'Radical Pique'

The US midterms rebutted cynical liberals who rail about the public's stupidity and ignorance.

November 16, 2006

To quote President Bush, the Republican Party received a good old-fashioned thumpin' in last week's elections. But so did many American liberals, who love to rail about the naiveté, ignorance, and general stupidity of the American electorate.

Call it Radical Pique. Way back in 1970, Tom Wolfe coined the term "Radical Chic" to mock the white-liberal romance with the Black Panthers, striking grape-pickers and other fringe protest groups. But Radical Pique is different, and much more insidious. Instead of proclaiming "Power to the People," it presumes that the people are simply too stupid to understand or obtain power.

Well, they're smarter than you think. And maybe, just maybe, they're smarter than you.

You know who you are. Reading about the war in Iraq or the massive federal tax cuts, you put down your newspaper and ask incredulously, "How can the voters be so dumb?" You imagine the American citizenry as a herd of gullible sheep, led happily to the slaughter by the likes of Ken Mehlman and Karl Rove. And you sign your e-mails with a quote from the Nazi henchman Hermann Goering, who has enjoyed a bizarre burst of popularity in Radical-Pique circles over the past several years.

"Of course the people don't want war," Mr. Goering told a psychologist, midway through his war-crimes trial at Nuremberg. "But, after all, it's the leaders of the country who determine the policy, and it's always a simple matter to drag the people along whether it's a democracy, a fascist dictatorship, or a parliament, or a communist dictatorship.

"Voice or no voice, the people can always be brought to the bidding of the leaders. That is easy. All you have to do is tell them they are being attacked and denounce the pacifists for lack of patriotism and exposing the country to greater danger."

Goering's quote has quite literally saturated the blogosphere; a recent Google search identified roughly 115,000 hits for it. The quote also appears in numerous antiwar tracts and movies, most notably the documentary film "Hijacking Catastrophe: 9/11, Fear, and Selling the American Empire."

Coproduced by Sut Jhally, a respected communication professor at the University of Massachusetts, Amherst, the film begins with Goering's words, in bold block text. And we hear echoes of the same from Noam Chomsky, Daniel Ellsberg, Norman Mailer, and the other talking heads whom Mr. Jhally interviews.

But do they actually believe it? If the people are simply pawns in the hands of a war state, after all, why make a movie that tries to wean them off the war? Perhaps Jhally, Mr. Chomsky, and friends don't actually subscribe to the Goering theory of history; instead, they trot out the quote in the hopes that the people will prove otherwise. Or maybe they really do regard the American citizenry as passive putty for the Fox News spin machine. Either way, they're pretty cynical.

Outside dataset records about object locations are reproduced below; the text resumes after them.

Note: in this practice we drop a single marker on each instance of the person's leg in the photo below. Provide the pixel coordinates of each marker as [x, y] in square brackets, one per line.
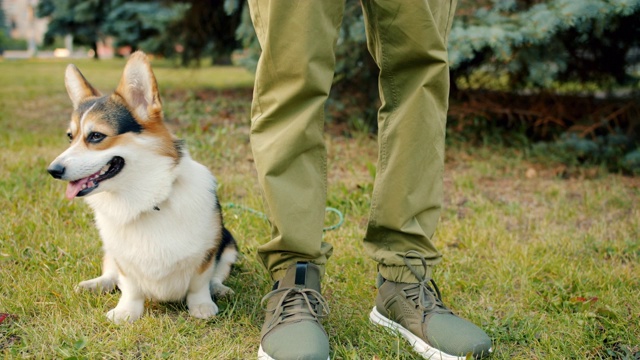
[293, 79]
[408, 41]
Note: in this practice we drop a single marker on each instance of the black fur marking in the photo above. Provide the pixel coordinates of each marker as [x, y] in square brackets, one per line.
[115, 114]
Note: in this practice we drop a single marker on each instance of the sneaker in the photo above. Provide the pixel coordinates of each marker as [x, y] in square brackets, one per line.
[292, 328]
[416, 312]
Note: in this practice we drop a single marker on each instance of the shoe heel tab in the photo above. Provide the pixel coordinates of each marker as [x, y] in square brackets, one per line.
[301, 274]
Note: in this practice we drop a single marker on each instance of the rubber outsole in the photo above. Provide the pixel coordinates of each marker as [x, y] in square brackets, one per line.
[419, 345]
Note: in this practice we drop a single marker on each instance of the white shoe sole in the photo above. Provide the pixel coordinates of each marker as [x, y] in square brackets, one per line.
[418, 344]
[264, 356]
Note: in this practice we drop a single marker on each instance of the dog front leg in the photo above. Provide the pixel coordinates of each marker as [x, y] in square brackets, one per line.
[131, 304]
[105, 283]
[199, 299]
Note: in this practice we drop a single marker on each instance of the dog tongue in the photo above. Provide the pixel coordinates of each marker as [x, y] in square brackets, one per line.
[74, 187]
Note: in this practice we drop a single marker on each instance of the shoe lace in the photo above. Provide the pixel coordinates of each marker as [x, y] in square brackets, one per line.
[425, 294]
[296, 304]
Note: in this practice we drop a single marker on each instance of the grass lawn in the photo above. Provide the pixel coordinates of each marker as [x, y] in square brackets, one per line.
[547, 266]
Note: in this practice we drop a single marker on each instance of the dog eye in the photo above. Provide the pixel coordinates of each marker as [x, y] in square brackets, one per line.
[95, 137]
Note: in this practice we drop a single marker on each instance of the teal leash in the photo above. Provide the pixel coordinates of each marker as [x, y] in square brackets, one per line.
[264, 216]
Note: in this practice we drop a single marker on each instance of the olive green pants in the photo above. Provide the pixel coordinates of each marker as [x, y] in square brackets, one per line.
[407, 39]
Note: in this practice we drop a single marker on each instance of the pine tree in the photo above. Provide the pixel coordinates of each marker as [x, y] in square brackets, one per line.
[549, 42]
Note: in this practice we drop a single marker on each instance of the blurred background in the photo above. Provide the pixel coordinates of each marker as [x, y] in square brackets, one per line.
[557, 76]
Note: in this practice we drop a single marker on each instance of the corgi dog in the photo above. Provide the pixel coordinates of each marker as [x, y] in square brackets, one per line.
[156, 208]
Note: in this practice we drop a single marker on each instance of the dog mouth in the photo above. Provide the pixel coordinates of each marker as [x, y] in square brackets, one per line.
[84, 186]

And, most of all, they're also wrong. As last week's elections demonstrated, the American people were fully capable of detecting – and rejecting – White House distortions about Iraq and much else. And they also dealt a strong blow to Radical Pique, which insults their decency along with their intelligence. "March without the people," Ralph Waldo Emerson taught us, "and you march into the night." Thanks to the wisdom of the American people, we just woke up to a new dawn.

Jonathan Zimmerman teaches education and history at New York University. He is the author of "Innocents Abroad: American Teachers in the American Century."